Works great. I had to put down a green tree frog that had injured its back leg, and I missed it because the viv is so heavily planted that a frog that doesn't want to be seen, won't be seen. When I finally saw it, the leg was necrotic, and the frog was beginning to bloat. 

We used a stopwatch to time it. I put a drop about 1.5 cm on his belly; within a five seconds he was immobilized, and at 2:17 stopped breathing. He seemed to feel no discomfort.
Jim


----------



## Rich Frye (Nov 25, 2007)

frog_newbie said:


> Since the tread has gone this way, I heard that putting the frogs in boiling water is a humane way to kill them. I was surprised at this and wonder if it is true.


The severe scalding and what would not be an instant death would make me say no. 
That and it not being on Ed's list cited a few posts back.



Going back to the original topic.
Sarah, being over-charged may be a very relative thing. One person's 'more than an animal was worth' is another man's 'I'll spend what it takes to make and keep my animal healthy'. What are frogs worth? Monetarily , exactly what one will pay. Emotionally, sometimes much, much , more than that. Nobody here could tell you that you were being overcharged by the limited info from your post. What is wrong with your frog? What exactly has been done and is being done for further treatment? How long are the office calls? What meds are being used? Ect. ect,. There are usually formulas for time and material for just about any business (veterinarians need to pay the rent also) and a simple bill should be detailed enough for most to know what is being done and how much it costs. When in doubt, first ask the person billing you, then maybe get another 'opinion' from another vet. Finding a vet you trust is a very important thing for anyone keeping animals.

Rich


----------



## Jer (Feb 9, 2008)

Seeing as how certain people (no names mentioned) enjoy reading my posts way out of context and then take it upon themselves to send me hate mail, or call me a troll, I am going to state that this is a genuine sincere question. Do people actually get emotionally attached to frogs? I mean a dog ok, a cat sure, a hamster (if you are a little kid) fine. But do grown ups actually get emotionally attached to frogs?
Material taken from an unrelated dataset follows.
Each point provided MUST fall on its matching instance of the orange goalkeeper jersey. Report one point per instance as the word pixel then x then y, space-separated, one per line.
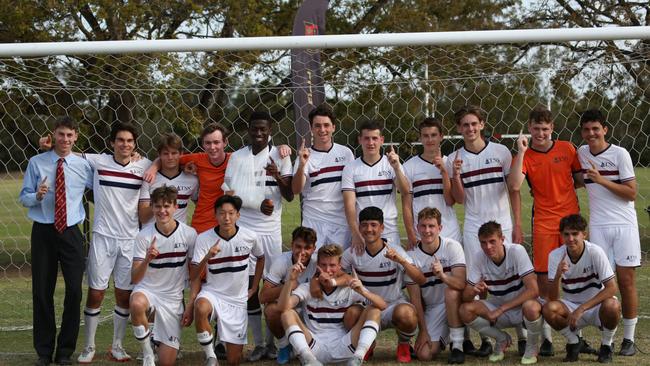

Just because I don't get emotionally attached to frogs, I am not going to follow the unfortunate norm of this forum and immediately hate just because you see things differently than I do. I am simply only curious, nothing more. Thanks.


----------



## flyangler18 (Oct 26, 2007)

> Do people actually get emotionally attached to frogs? I mean a dog ok, a cat sure, a hamster (if you are a little kid) fine.


I think you become emotionally attached to any animal that you work with/keep. Although my emotional attachment is more connected with my husbandry successes than anything else.


----------



## Rich Frye (Nov 25, 2007)

Jer said:


> Seeing as how certain people (no names mentioned) enjoy reading my posts way out of context and then take it upon themselves to send me hate mail, or call me a troll, I am going to state that this is a genuine sincere question. Do people actually get emotionally attached to frogs? I mean a dog ok, a cat sure, a hamster (if you are a little kid) fine. But do grown ups actually get emotionally attached to frogs? Just because I don't get emotionally attached to frogs, I am not going to follow the unfortunate norm of this forum and immediately hate just because you see things differently than I do. I am simply only curious, nothing more. Thanks.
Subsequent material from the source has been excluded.